Like my friend the student in Jerusalem, I have days when I consider
where I can flee to hide from that terrible sound, the clatter of helicopters,
dogging me wherever I go. It's as though the pilots on those casualty-laden
helicopters need every house in the country as a landmark, as though everyone
in Israel must skip a heart beat as they pass overhead like rumbling birds
in flight scattering feathers of terror in every direction.
I remember them now, this long and glorious spring of 1986. I feel again
the pain that beset me back then, during the War of Attrition. Just as
in the heartfelt lines I suddenly heard late in 1984 as I drove beneath
the dense flock of pelicans while hurrying to the departure point for my
reserve duty in Lebanon.
It's unbelievable, simply unbelievable - such a short time ago. Right
here, under the glowing, orange wind gauge fluttering on the shore to mark
the center of the bright square; the compact helicopter landing pad. It
suddenly seems to me that all my life has been squeezed into this landing
zone. All my experiences are folded in it between one war and another.

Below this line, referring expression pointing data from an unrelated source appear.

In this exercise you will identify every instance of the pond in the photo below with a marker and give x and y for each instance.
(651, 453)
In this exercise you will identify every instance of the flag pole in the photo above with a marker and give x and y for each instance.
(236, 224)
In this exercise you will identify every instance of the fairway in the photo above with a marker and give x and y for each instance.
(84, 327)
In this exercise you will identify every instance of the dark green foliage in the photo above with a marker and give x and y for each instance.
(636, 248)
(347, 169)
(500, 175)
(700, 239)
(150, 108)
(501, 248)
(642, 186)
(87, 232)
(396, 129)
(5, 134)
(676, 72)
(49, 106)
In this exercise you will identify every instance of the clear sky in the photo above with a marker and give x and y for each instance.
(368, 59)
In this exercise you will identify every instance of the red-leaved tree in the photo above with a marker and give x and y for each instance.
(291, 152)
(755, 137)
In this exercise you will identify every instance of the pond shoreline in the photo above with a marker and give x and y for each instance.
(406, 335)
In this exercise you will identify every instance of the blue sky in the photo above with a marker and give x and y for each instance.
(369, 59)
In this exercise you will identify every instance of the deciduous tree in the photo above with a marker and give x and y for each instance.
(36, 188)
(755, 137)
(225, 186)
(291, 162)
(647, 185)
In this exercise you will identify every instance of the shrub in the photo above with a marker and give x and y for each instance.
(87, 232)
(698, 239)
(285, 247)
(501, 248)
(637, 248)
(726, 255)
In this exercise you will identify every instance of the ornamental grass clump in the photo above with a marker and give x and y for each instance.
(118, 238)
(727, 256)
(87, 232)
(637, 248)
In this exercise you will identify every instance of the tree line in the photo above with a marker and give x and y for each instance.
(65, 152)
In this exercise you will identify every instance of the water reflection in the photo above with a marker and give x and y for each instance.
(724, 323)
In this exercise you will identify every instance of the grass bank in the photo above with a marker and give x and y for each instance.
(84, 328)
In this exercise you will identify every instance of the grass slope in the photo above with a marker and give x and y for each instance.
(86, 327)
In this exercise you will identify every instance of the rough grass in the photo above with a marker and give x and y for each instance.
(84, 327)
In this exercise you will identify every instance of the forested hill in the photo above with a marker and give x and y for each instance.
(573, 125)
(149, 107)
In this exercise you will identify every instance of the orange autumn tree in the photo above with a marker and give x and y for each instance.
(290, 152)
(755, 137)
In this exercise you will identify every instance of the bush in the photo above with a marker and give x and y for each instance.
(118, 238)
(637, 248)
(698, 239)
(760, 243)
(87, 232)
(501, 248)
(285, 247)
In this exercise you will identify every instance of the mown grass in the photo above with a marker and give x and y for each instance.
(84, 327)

There, on the emergency landing zone across from the special doors quickly
opening, among the stretcher bearers running like madmen for the ER entrance.
Yes, right here: the major medical center of the north known as Rambam,
below the Carmel ridge at the water's edge. Haifa, israel, and never-ending
war. Unbelievable, I say to myself, as though I were a gliding pelican,
a big, roving bird passing over agonizing sights en route to its destination.
Translator's note: Rambam Medical Center in Haifa,
named after Rabbi Moses Ben Maimonides, a medieval scholar known as the
"Rambam", receives army casualties in the north of Israel.